毎日のようにAIと会話をしていることで、AIに擬人化を感じて信頼関係が構築したように感じられ、AIからの情報を鵜呑みにしかねない不安は常にありますが、これはどちらかというとAIの「情報の即時性」への不安のほうが大きいように感じています。
AIの情報の即時性とは何か
例えば、友人にLINEやメッセンジャーなどのコミュニケーションツールで話しかける場合、早朝や深夜、業務時間は避け、またセンシティブな要素を含んだり、回答に困るような内容は避けるなどの相手との関係性を考慮すると考えています。
そして、色々なことを配慮したうえで友人に話しかけたとしても、すぐに返事があるわけでも、必ず返事があるわけでもありません。

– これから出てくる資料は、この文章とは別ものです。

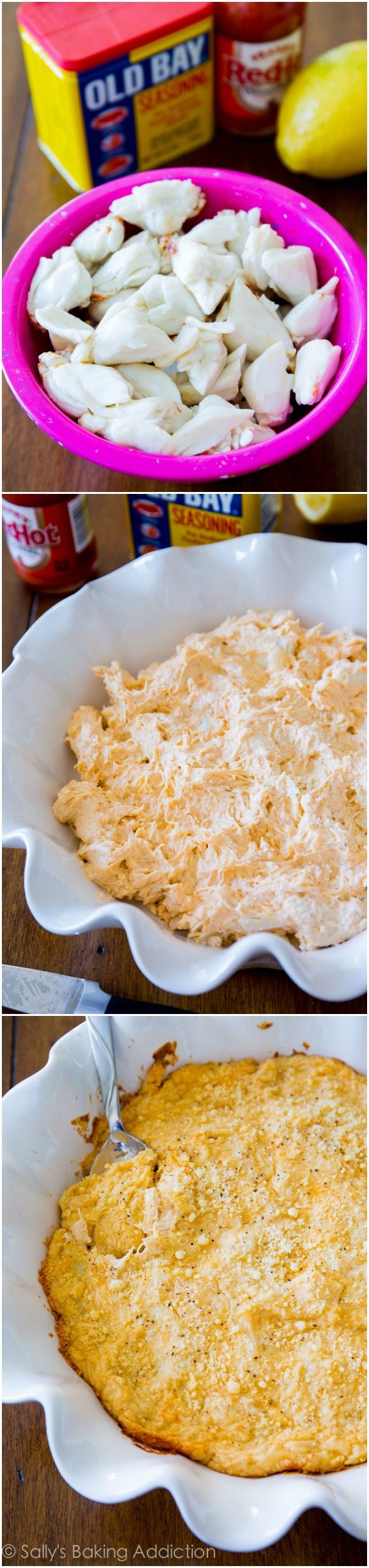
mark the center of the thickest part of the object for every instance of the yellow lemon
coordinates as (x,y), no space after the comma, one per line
(322,116)
(330,507)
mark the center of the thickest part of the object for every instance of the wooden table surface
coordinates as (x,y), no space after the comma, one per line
(105,955)
(33,190)
(41,1510)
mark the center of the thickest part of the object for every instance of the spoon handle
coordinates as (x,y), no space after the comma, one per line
(100,1038)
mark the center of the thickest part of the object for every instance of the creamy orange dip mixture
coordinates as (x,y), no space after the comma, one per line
(213,1289)
(224,789)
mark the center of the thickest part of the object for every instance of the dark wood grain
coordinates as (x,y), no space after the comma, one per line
(26,943)
(41,1512)
(338,460)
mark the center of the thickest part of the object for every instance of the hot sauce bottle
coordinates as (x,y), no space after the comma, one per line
(50,541)
(259,50)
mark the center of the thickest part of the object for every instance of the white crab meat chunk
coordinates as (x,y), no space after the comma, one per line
(260,240)
(227,385)
(255,322)
(149,381)
(168,303)
(60,280)
(313,317)
(316,364)
(130,267)
(239,233)
(291,272)
(200,353)
(188,394)
(213,422)
(99,240)
(144,434)
(126,336)
(155,410)
(82,388)
(207,272)
(98,308)
(160,208)
(66,330)
(268,386)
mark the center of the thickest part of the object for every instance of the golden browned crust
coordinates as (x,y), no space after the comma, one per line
(211,1291)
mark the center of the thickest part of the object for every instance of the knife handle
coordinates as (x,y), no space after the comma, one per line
(121,1004)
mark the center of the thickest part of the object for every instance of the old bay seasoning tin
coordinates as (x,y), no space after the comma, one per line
(115,87)
(200,518)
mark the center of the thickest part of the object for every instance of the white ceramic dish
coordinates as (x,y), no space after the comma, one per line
(137,615)
(41,1155)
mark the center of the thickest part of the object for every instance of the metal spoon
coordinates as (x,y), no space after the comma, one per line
(121,1145)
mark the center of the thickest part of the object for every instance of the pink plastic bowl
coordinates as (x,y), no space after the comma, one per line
(299,222)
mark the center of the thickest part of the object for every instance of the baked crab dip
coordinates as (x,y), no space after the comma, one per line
(183,342)
(211,1289)
(224,789)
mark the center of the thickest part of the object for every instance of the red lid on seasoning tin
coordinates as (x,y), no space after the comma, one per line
(80,35)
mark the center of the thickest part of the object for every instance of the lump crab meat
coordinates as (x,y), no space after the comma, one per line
(257,323)
(207,272)
(166,303)
(193,341)
(149,381)
(130,267)
(200,353)
(61,281)
(82,388)
(268,386)
(213,422)
(316,364)
(313,317)
(127,336)
(99,240)
(259,242)
(291,272)
(64,330)
(160,208)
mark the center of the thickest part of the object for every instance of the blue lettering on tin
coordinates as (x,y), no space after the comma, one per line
(109,102)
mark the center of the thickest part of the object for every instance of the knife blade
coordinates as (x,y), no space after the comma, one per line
(43,992)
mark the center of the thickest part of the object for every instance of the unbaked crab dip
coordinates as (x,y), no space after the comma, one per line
(211,1289)
(224,789)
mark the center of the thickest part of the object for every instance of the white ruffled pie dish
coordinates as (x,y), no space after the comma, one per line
(137,615)
(41,1151)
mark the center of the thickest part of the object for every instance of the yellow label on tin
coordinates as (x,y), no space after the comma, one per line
(176,113)
(194,526)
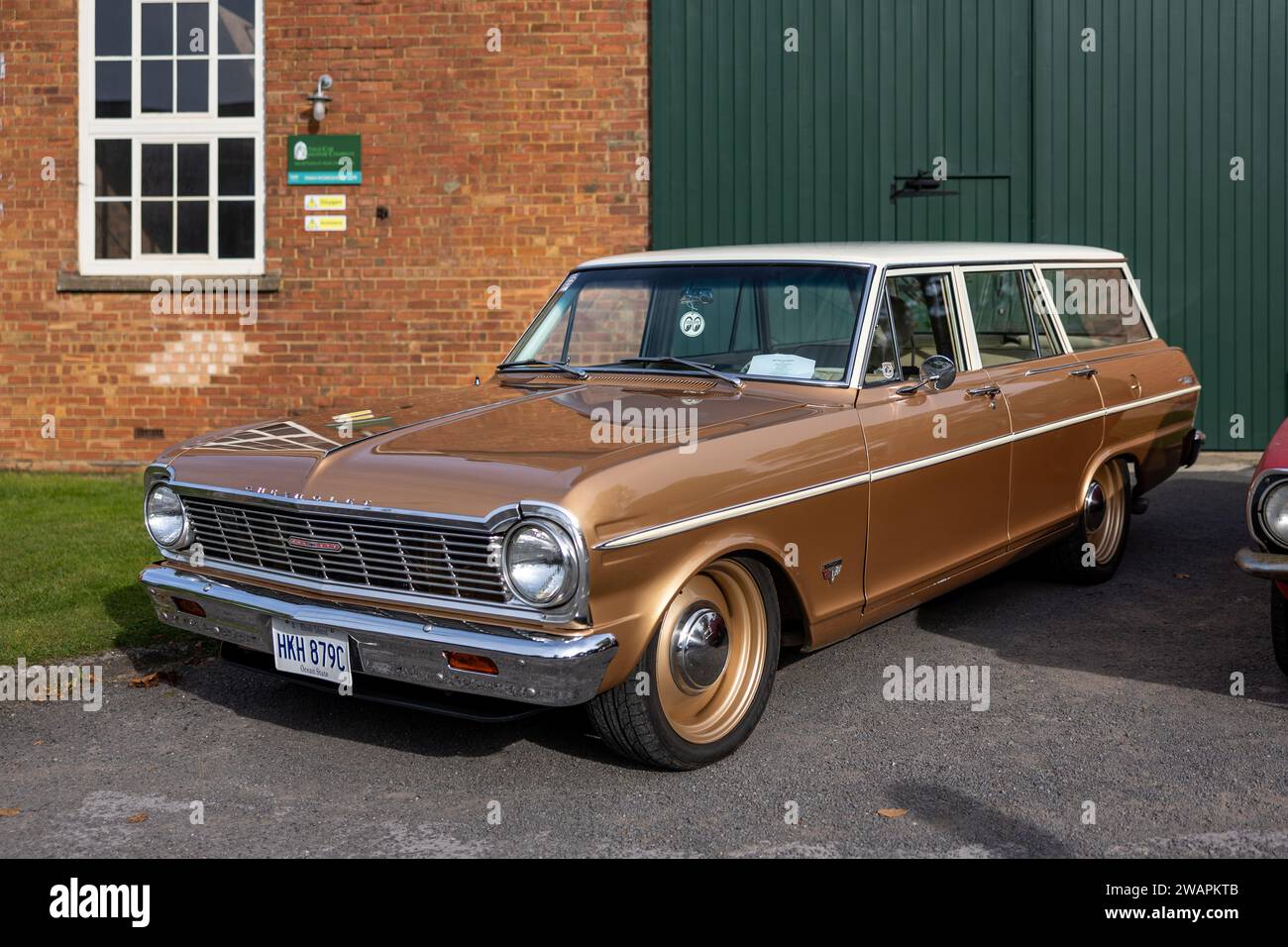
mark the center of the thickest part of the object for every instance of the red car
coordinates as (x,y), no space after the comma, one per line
(1267,522)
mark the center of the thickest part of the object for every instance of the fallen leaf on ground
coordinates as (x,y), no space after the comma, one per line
(156,678)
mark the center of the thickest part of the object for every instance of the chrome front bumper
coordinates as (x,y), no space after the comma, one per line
(1262,565)
(532,668)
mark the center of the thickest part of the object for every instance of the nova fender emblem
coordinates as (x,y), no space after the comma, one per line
(317,545)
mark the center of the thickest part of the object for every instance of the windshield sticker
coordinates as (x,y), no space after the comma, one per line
(782,365)
(692,324)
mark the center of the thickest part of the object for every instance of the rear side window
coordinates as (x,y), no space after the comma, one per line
(1010,326)
(1096,307)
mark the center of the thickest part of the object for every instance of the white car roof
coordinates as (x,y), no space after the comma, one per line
(884,253)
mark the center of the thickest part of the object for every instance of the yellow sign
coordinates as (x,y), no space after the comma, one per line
(326,223)
(325,202)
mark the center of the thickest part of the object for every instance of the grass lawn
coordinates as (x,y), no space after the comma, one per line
(71,549)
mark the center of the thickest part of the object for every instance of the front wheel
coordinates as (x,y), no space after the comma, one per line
(1279,625)
(1091,554)
(704,680)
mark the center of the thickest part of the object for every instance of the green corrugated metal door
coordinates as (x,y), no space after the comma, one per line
(1132,150)
(1125,146)
(754,144)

しかし、AIは365日24時間、いつでも話しかけることができ、またセンシティブな内容や政治的な内容を含む場合でも、可能な限り中立性を維持して、こちらからの質問に応答するように設計されています。
このAIの情報の即時性が、僕にとってはかなり危険なものになり得るのではないかと考えるようになりました。
役に立たないことを考える葦でありたい
僕は自己言及のパラドックスとして、
― 人間が考える葦であるなら、考えない葺ともいえるのではないか
― 大阪・関西万博のテーマが「いのち輝く未来社会のデザイン」の一方で、会場内で発生した虫の駆除が検討されることで、特定のいのちが輝けていないのではないか
のような、決して何かを批判する意図はなく、ただ唯一解のない思考実験のようなことを延々と考える癖があります。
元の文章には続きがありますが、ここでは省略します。